New Trade Routes

Drawing digital pathways on the new trade maps.

Trade drives the way people interact.  People, products, money, and ideas follow the trade routes and impact everything in their path.  Keeping pace with the way trade routes are changing is essential to success or even survival.  New Trade Routes is working to better understand the changes so we can help our clients, investees, and grantees improve their chances of success.

 

Be Insanely Great -- or Go Home

Steve Jobs was widely considered one of the best salespeople ever.  Who else could have sold the music industry on iTunes?  However, he also recognized the downside of too much dependence on salespeople: Here he describes it to Walter Isaacson:

…The company does a great job, innovates and becomes a monopoly or close to it in some field, and then the quality of the product becomes less important. The company starts valuing the great salesmen, because they’re the ones who can move the needle on revenues, not the product engineers and designers. So the salespeople end up running the company. John Akers at IBM was a smart, eloquent, fantastic salesperson, but he didn’t know anything about product. The same thing happened at Xerox. When the sales guys run the company, the product guys don’t matter so much, and a lot of them just turn off.

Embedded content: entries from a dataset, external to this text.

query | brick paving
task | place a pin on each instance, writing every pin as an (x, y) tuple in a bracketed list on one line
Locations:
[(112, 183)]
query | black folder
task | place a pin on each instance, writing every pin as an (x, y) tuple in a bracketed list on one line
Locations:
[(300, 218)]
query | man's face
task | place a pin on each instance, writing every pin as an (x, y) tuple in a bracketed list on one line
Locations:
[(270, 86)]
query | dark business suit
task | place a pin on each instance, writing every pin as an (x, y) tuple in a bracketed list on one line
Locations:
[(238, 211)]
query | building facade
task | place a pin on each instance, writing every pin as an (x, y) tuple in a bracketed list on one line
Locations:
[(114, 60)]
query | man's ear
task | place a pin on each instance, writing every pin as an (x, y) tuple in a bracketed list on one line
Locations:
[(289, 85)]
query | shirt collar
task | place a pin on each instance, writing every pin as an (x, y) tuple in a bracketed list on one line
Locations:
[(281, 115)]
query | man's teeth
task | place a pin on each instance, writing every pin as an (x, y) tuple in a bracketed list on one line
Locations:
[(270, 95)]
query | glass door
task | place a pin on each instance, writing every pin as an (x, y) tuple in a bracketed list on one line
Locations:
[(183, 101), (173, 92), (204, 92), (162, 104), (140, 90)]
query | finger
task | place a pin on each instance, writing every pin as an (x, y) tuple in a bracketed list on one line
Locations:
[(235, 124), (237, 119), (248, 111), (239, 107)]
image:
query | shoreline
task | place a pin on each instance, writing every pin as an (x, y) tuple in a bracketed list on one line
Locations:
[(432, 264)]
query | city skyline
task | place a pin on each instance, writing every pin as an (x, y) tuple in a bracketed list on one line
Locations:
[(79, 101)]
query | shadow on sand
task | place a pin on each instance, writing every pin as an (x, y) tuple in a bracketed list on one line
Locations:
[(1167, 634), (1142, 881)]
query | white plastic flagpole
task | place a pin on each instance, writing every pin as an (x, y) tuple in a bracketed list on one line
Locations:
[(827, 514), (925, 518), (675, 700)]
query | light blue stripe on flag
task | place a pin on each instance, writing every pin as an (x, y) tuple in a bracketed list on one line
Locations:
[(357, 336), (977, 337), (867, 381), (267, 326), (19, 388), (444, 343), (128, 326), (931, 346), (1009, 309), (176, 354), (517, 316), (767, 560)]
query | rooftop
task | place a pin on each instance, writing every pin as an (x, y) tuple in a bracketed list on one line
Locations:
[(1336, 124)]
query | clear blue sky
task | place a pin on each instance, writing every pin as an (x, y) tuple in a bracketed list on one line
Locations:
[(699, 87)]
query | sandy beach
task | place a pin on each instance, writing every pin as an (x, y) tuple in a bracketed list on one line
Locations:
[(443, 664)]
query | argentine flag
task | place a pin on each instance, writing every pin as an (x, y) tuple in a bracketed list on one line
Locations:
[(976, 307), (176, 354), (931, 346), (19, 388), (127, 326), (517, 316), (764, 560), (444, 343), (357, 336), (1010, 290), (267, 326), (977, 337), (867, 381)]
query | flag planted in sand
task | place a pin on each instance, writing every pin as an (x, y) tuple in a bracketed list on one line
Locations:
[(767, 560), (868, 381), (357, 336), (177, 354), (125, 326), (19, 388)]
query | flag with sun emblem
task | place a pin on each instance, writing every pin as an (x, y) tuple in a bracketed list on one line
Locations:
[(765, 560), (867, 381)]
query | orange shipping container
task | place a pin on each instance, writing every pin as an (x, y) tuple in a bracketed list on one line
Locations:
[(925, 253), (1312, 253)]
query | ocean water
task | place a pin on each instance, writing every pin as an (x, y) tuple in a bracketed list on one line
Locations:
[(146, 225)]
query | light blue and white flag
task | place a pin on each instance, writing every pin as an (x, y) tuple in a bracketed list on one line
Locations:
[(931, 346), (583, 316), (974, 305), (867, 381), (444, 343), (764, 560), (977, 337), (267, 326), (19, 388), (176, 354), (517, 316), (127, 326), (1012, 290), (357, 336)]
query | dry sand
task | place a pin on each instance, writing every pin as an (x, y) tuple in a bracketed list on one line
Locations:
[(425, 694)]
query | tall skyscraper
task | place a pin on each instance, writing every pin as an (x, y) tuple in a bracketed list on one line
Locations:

Google also does salespeople differently. Here is a great post from Charlie Warner describing the differences.    Like Apple, Google seems to recognize that salespeople are important, but all companies have to work to ensure that the salespeople do not steal all of the oxygen at the company.

Salesforce.com spends half of its revenue on sales and marketing.  They also spend very little on R&D.  Here is a post I did comparing sales to R&D spending at the leading technology firms.

I think all customers are in one of two states.  They either believe that the product or service they are getting is unbelievably great, or they believe there must be something better out there.  Every company should employ this measure of customer satisfaction.  The danger is to think that the customer is happy because they are still paying the invoice.  There are many customers who do not complain, but are still looking for an insanely great solution.  When they find it, they will not go to their current vendor and say:  do you want to compete to keep my business?  They just leave.  

Products must be insanely great to compete in the marketplace.